Cette question de l'identité
n'est jamais réglée dans Berlin 10/90. Dans la société,
l'identité réelle n'existe pas. Tout juste l'identification
sert-elle à vivre pratiquement. Elle évoque en revanche chez
Kramer son mauvais visage, prenant forme dans l'identification
numérotée des camps de concentration. Dans la masse, l'individu
est numéro avant d'être sujet. Problématique, car chaque personne
a une histoire profonde. Non seulement Kramer veut ici se
confronter à ce problème, mais il dit encore, comme tous les
auteurs : "Je est un autre". Il s'expose
en tant que sujet différent de sa personne socialement connue.
Pour cela, il remet en jeu son statut d'auteur en se confrontant
à la commande : il nous livre son identité et dément son identification.
Kramer découvre et nous découvre ce que les signes extérieurs
ne montrent pas. Exploration qui exige beaucoup d'efforts
dans un travail sur soi-même. Le spectateur, en l'absence
de relation spéculaire au film, est invité à effectuer le
même travail sur sa propre personne. Kramer ne représente
pas le spectateur, mais il lui tend un miroir qui l'aide à
concevoir sa propre représentation, à se voir enfin.

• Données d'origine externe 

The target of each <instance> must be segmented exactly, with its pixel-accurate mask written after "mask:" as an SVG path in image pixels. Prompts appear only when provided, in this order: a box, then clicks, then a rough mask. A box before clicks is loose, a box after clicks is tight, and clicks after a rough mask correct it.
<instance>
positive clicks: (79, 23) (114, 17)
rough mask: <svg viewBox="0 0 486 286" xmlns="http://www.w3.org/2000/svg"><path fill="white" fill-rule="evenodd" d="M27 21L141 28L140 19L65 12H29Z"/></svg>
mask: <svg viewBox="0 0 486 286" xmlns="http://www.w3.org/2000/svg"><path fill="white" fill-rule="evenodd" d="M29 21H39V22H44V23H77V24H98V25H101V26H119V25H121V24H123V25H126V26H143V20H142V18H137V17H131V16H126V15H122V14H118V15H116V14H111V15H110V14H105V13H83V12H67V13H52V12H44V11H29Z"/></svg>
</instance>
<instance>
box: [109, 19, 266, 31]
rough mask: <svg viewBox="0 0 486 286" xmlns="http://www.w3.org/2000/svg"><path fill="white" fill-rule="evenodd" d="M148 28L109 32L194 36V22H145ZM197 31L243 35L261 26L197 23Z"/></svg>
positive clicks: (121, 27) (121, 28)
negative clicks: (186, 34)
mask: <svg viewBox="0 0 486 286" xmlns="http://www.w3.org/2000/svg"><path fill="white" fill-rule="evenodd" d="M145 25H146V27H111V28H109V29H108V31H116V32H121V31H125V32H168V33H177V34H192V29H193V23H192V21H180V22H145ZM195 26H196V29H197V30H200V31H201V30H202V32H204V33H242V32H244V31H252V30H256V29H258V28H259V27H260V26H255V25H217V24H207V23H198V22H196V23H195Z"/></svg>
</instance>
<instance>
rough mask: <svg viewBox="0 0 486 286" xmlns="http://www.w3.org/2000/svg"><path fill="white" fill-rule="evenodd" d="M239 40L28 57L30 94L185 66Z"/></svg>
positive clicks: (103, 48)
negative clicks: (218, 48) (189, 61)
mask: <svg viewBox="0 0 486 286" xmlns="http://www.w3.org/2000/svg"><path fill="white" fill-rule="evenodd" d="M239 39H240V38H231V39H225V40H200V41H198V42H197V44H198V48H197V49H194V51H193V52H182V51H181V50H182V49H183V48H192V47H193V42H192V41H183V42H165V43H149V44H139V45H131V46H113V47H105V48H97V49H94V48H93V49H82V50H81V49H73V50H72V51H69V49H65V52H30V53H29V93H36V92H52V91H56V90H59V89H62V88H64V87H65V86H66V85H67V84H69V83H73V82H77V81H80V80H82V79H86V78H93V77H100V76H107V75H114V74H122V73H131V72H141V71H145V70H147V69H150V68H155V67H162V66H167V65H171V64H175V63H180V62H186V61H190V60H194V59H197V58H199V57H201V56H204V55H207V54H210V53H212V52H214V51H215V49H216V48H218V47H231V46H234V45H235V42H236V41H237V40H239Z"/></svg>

Lorsqu'il peine à se livrer,
c’est-à-dire à donner fonction à son film, le cinéaste fait
état d'un désir d'abandon (de douleur, de colère, il frappe
violemment un mur). Sa parole, née dans la douleur, y demeure
jusqu'au bout. Les silences et les suspensions stigmatisent
un repos tout autant qu'une réflexion intérieure, sans doute
désordonnée. Mais cette épreuve, nous l'avons dit, débouche
sur une connaissance de soi qu'il était nécessaire pour Kramer
d'atteindre. C'est sans doute la première fois qu'il pense
ces relations à lui-même, qu'il domine ce qui dirige sa vie
(ses opinions politiques, tout naturellement): l'identité
régit l'identification, le profond régit le superficiel. Et
le film second nourrit le premier, lui donne sens.